Я зажимаю себе рот ладонью, чтобы удержать вскрик, но поздно — он уже вырвался.
Дэн присаживается перед папой на корточки.
— Значит, вы здесь застряли?
Я отворачиваюсь, поспешно вытирая глаза.
— Вас куда-нибудь отвезти? — говорит Дэн у меня за спиной.
Я оборачиваюсь, шмыгая носом.
— Он хочет Тазза проведать. Он каждый вечер приезжает к нему. Ты ведь знаешь, где стоит Тазз?
Дэн кивает.
— Да, — говорит он негромко. — Знаю.
И поднимается на ноги.
— Антон, вас туда отвезти?
Еще один деревянный кивок. Сквозь слезы я вижу, как Дэн встает за папиным креслом и касается переключателя, позволяющего управлять им сзади. Моторчик с жужжанием оживает, под колесами хрустит гравий… И папа едет проведать своего любимца, поседевшего полупершерона.
* * *
Я возвращаюсь в дом. Вернее, панически врываюсь на кухню, откидывая сеточную дверь. Мутти смазывает маслом тонкие листы теста фило.
Когда я вываливаю ей, что произошло на дорожке, ее голова на мгновение поникает. Она кладет кулинарную кисточку на разделочную доску и поворачивается ко мне.

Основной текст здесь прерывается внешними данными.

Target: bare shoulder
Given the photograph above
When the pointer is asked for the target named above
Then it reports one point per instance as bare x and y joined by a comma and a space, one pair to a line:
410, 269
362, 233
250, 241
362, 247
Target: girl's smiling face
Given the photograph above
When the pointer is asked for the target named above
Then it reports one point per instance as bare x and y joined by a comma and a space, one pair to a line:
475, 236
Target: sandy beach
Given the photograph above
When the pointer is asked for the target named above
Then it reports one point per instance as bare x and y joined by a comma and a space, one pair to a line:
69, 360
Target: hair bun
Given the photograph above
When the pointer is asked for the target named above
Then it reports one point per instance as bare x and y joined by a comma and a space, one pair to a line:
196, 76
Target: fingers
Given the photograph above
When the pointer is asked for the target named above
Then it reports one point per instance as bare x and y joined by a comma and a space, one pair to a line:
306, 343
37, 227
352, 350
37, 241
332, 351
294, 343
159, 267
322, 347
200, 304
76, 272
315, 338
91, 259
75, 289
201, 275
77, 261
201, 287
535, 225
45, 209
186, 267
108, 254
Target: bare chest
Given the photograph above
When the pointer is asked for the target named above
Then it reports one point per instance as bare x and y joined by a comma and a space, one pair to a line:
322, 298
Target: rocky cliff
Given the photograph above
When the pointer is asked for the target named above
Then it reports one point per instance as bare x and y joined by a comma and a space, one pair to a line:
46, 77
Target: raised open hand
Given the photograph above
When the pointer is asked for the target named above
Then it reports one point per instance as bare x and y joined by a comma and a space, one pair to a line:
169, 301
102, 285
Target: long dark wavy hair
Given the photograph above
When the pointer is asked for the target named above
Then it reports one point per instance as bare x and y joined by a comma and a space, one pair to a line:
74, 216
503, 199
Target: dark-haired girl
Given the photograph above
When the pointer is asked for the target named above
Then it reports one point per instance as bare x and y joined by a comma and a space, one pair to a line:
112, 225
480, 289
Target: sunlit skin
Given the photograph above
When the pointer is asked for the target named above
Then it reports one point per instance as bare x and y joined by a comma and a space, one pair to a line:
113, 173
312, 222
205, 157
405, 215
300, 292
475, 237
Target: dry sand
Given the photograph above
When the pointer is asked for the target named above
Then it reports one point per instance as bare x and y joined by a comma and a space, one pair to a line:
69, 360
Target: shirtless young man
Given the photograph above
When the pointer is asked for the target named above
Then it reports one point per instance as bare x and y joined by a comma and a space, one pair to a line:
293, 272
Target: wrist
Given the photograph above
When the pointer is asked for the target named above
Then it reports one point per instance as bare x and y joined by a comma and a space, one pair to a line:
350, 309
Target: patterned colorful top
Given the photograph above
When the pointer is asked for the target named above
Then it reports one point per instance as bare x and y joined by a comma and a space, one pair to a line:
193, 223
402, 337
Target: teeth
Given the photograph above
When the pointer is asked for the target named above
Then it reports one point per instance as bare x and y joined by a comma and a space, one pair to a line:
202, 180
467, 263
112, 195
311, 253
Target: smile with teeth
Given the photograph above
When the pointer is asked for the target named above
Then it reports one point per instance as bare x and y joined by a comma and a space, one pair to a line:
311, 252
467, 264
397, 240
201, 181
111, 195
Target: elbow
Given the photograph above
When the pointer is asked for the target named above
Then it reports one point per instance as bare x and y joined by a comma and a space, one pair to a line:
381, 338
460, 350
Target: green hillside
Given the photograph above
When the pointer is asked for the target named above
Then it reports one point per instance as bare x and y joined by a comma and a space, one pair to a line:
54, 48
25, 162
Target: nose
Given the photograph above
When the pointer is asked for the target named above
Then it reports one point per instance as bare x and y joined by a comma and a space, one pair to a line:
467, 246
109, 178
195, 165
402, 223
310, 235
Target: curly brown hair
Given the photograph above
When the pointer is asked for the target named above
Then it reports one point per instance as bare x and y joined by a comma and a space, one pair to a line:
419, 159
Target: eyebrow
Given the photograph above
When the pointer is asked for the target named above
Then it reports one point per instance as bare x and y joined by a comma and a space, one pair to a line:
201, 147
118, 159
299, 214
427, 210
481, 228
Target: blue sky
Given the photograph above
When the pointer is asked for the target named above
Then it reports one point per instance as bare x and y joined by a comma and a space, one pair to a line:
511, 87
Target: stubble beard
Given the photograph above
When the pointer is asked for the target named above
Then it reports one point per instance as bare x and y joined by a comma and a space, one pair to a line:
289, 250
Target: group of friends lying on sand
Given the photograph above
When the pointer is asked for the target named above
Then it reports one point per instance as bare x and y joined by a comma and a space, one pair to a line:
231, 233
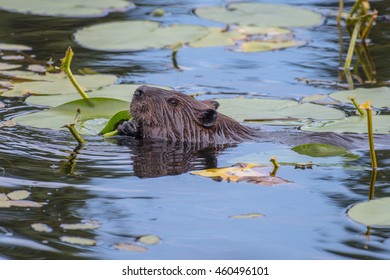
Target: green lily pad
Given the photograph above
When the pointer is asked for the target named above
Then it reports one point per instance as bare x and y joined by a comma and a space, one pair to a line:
141, 35
114, 120
245, 108
69, 8
93, 108
13, 47
261, 14
60, 84
379, 97
354, 124
374, 213
320, 150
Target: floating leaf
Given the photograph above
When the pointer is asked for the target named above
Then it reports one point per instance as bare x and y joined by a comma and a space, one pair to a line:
149, 239
13, 47
6, 66
130, 247
92, 108
18, 195
114, 120
375, 213
25, 204
354, 124
55, 84
245, 108
78, 240
320, 150
379, 97
261, 14
81, 226
5, 204
143, 35
242, 172
68, 8
248, 216
41, 227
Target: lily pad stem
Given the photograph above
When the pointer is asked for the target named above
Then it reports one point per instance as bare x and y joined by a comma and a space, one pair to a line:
75, 133
353, 100
66, 67
352, 44
367, 107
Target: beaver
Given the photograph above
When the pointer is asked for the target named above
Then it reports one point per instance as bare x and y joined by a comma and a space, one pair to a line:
172, 116
169, 115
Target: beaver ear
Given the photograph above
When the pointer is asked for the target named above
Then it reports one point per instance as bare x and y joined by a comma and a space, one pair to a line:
207, 118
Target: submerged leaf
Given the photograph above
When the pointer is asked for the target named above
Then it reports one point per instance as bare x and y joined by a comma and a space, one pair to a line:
81, 226
248, 216
242, 172
261, 14
320, 150
68, 8
78, 240
149, 239
130, 247
41, 227
375, 213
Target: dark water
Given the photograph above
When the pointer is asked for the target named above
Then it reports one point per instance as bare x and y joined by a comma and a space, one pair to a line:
131, 190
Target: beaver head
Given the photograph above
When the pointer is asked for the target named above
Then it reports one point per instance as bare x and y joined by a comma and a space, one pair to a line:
173, 116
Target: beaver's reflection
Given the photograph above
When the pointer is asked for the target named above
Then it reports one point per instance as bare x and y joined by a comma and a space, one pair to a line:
161, 158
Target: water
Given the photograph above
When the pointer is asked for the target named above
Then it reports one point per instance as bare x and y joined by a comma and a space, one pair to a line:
134, 190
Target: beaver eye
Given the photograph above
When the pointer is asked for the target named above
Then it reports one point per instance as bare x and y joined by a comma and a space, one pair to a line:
173, 101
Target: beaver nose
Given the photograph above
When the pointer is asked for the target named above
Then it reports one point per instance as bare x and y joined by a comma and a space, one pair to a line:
139, 92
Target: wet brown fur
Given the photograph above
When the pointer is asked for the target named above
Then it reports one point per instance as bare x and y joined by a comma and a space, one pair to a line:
173, 116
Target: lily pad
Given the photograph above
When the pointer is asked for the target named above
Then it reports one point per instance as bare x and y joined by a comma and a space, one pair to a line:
69, 8
114, 121
320, 150
18, 195
6, 66
56, 117
242, 172
13, 47
130, 247
261, 14
245, 108
379, 97
141, 35
374, 213
60, 84
354, 124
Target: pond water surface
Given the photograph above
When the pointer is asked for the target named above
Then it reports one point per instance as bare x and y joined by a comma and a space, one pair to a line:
133, 191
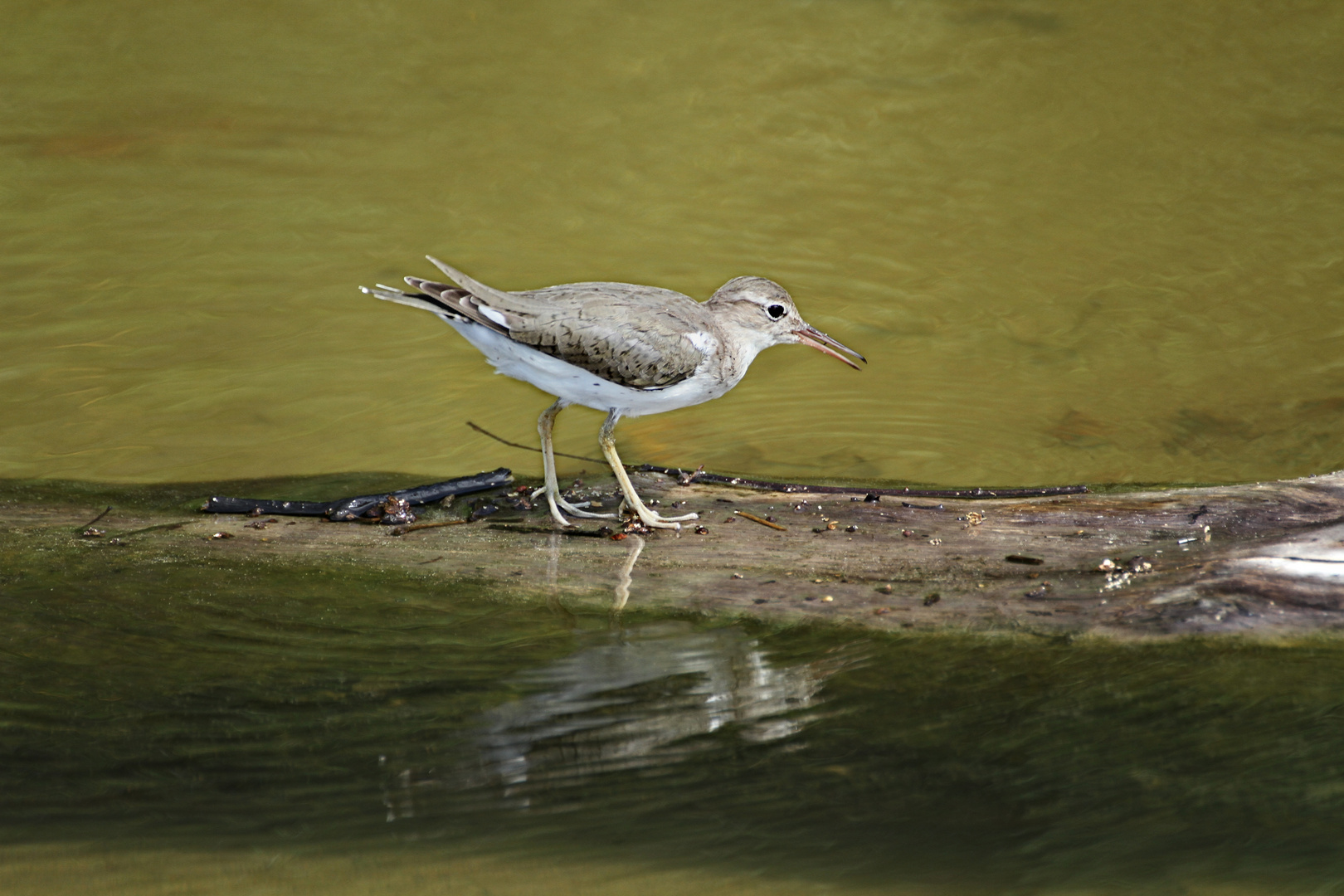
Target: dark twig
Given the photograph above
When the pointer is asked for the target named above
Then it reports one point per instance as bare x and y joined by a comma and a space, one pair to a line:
403, 529
86, 525
700, 476
686, 479
348, 509
528, 448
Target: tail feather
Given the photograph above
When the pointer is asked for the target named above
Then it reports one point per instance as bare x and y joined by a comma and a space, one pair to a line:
422, 301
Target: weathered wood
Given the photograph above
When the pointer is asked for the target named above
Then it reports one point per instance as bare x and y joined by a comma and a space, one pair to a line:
1265, 558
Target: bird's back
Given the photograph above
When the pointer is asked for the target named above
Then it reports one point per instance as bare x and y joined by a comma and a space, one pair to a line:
635, 336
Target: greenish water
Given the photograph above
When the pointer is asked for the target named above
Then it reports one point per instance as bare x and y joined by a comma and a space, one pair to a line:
231, 728
1079, 242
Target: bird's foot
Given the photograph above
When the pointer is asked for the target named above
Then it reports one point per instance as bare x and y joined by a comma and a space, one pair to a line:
652, 519
572, 509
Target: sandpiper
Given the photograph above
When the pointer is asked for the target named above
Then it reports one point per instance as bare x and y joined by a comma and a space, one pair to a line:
619, 348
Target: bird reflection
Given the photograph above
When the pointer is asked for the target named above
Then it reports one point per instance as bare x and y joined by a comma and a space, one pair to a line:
636, 698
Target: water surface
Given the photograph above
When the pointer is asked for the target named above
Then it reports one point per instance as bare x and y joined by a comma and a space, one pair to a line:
1079, 242
210, 727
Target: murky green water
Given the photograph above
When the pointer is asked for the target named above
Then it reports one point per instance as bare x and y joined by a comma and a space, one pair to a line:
1079, 242
221, 728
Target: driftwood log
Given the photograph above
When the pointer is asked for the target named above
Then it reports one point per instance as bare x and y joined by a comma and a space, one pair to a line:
1257, 559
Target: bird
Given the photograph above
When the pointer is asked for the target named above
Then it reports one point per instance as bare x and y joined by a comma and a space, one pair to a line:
620, 348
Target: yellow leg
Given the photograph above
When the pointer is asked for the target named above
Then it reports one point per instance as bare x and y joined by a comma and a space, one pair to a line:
544, 425
648, 518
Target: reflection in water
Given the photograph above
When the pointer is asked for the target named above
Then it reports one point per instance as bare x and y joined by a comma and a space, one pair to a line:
622, 581
637, 698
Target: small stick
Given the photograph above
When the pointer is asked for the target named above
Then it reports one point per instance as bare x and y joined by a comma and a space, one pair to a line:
95, 519
403, 529
756, 519
528, 448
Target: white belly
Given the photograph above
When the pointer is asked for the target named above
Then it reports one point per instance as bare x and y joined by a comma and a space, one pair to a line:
577, 386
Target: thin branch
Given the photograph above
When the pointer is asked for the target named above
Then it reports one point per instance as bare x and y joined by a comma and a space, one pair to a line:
89, 524
756, 519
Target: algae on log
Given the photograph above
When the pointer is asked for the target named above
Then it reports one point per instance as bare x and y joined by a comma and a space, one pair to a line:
1265, 558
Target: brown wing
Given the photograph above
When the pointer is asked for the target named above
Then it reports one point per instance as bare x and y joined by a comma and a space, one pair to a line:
635, 336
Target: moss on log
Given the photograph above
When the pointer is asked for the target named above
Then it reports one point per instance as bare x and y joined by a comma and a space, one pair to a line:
1257, 559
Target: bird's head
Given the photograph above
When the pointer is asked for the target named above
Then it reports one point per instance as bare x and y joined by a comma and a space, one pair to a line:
762, 314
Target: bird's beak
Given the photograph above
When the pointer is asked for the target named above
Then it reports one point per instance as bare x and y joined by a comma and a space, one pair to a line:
816, 338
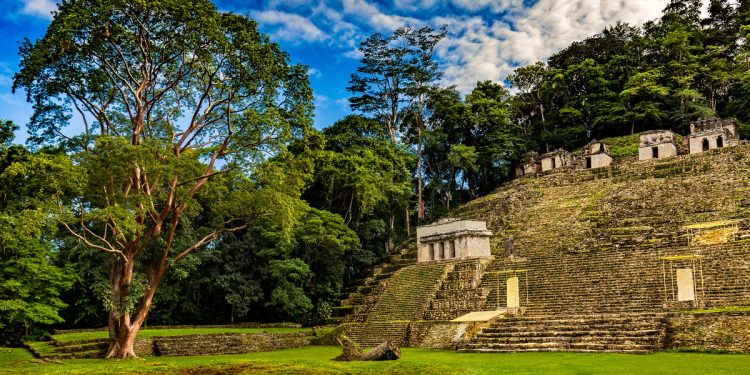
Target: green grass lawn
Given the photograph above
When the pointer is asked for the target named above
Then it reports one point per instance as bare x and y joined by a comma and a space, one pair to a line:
316, 360
145, 333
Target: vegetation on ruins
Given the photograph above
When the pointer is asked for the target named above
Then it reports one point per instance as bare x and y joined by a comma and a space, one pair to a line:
199, 193
316, 360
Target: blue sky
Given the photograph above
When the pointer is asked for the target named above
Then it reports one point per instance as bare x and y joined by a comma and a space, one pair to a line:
486, 40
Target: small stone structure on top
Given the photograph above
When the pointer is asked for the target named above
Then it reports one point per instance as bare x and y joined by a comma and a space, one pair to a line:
707, 134
556, 159
596, 155
453, 239
529, 164
657, 144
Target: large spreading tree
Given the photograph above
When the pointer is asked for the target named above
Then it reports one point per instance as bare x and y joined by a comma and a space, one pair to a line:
177, 104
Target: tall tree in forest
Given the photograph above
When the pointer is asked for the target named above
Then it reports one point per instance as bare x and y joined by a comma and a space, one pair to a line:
529, 80
395, 74
175, 98
423, 75
30, 284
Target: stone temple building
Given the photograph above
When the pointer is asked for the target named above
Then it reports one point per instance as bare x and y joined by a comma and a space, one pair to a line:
707, 134
596, 155
556, 159
657, 144
529, 165
453, 239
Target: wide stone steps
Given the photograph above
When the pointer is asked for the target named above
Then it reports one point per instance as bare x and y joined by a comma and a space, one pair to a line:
625, 333
371, 334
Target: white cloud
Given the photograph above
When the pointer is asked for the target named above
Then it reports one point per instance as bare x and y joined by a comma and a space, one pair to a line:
312, 72
321, 101
290, 27
375, 18
487, 38
476, 49
39, 8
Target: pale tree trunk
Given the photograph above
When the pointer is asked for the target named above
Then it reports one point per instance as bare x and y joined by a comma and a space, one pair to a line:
420, 202
126, 326
544, 125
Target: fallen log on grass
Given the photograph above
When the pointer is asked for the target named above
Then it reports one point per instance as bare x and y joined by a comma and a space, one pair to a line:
383, 352
352, 352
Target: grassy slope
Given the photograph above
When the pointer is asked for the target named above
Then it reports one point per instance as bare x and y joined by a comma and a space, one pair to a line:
145, 333
316, 360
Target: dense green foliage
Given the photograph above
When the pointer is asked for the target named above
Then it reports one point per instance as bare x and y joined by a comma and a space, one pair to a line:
198, 171
30, 283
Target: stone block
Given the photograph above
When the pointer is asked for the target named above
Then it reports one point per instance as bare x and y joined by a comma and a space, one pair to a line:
685, 285
513, 300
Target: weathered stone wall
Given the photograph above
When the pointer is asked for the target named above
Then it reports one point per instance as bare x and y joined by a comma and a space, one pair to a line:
593, 241
696, 142
723, 331
435, 334
666, 150
229, 343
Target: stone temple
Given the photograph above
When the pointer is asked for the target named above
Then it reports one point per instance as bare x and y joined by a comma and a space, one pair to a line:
453, 239
630, 257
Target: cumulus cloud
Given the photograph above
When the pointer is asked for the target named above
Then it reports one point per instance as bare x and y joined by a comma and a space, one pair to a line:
290, 27
477, 49
39, 8
487, 38
376, 18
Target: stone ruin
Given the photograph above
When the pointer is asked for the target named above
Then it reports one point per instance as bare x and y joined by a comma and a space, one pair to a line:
608, 263
657, 144
453, 239
556, 159
596, 155
707, 134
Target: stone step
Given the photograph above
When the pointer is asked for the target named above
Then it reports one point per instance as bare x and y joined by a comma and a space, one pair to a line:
487, 350
501, 333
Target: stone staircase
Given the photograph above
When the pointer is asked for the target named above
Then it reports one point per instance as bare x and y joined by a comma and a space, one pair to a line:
461, 292
359, 299
610, 333
406, 294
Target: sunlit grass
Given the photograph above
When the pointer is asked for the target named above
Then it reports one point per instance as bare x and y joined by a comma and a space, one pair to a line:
316, 360
145, 333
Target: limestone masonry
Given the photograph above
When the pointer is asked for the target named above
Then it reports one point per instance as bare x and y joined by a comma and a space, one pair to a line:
453, 239
593, 256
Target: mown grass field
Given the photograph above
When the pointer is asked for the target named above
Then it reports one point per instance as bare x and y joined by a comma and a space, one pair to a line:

Я все никак не могу отдышаться. Я держу ладони перед лицом, дыша сквозь растопыренные пальцы.
Мутти пристально смотрит на меня, потом идет к угловому шкафчику. Открывает дверцу — и на кухонный стол обрушивается лавина белых аптечных мешочков. Мутти проворно собирает их и запихивает обратно. В руке у нее остается лишь маленький патрончик с таблетками.
* * *
Чудная все-таки вещь — валиум. Мне сейчас хоть наковальню на ногу роняй, я и ухом не поведу… Хотя нет, я неправильно выразилась. Я внимательно изучу и наковальню, и свою помятую ногу — и стану хладнокровно анализировать ситуацию.
Достаточно сказать, что в нынешнем заторможенном состоянии я впервые обретаю способность размышлять о папиной болезни, не впадая в немедленную истерику. Не то чтобы я могла взглянуть горю в глаза. Скажем так, мне удается на мгновение заглянуть в бездну, прежде чем отшатнуться от края.
Одно из таких мгновений приводит к настоящему откровению. Я впервые и со слепящей ясностью осознаю: это происходит не со мной. Это происходит с папой…
* * *
Не сговариваясь, весь остаток дня мы делаем вид, будто ничего не случилось.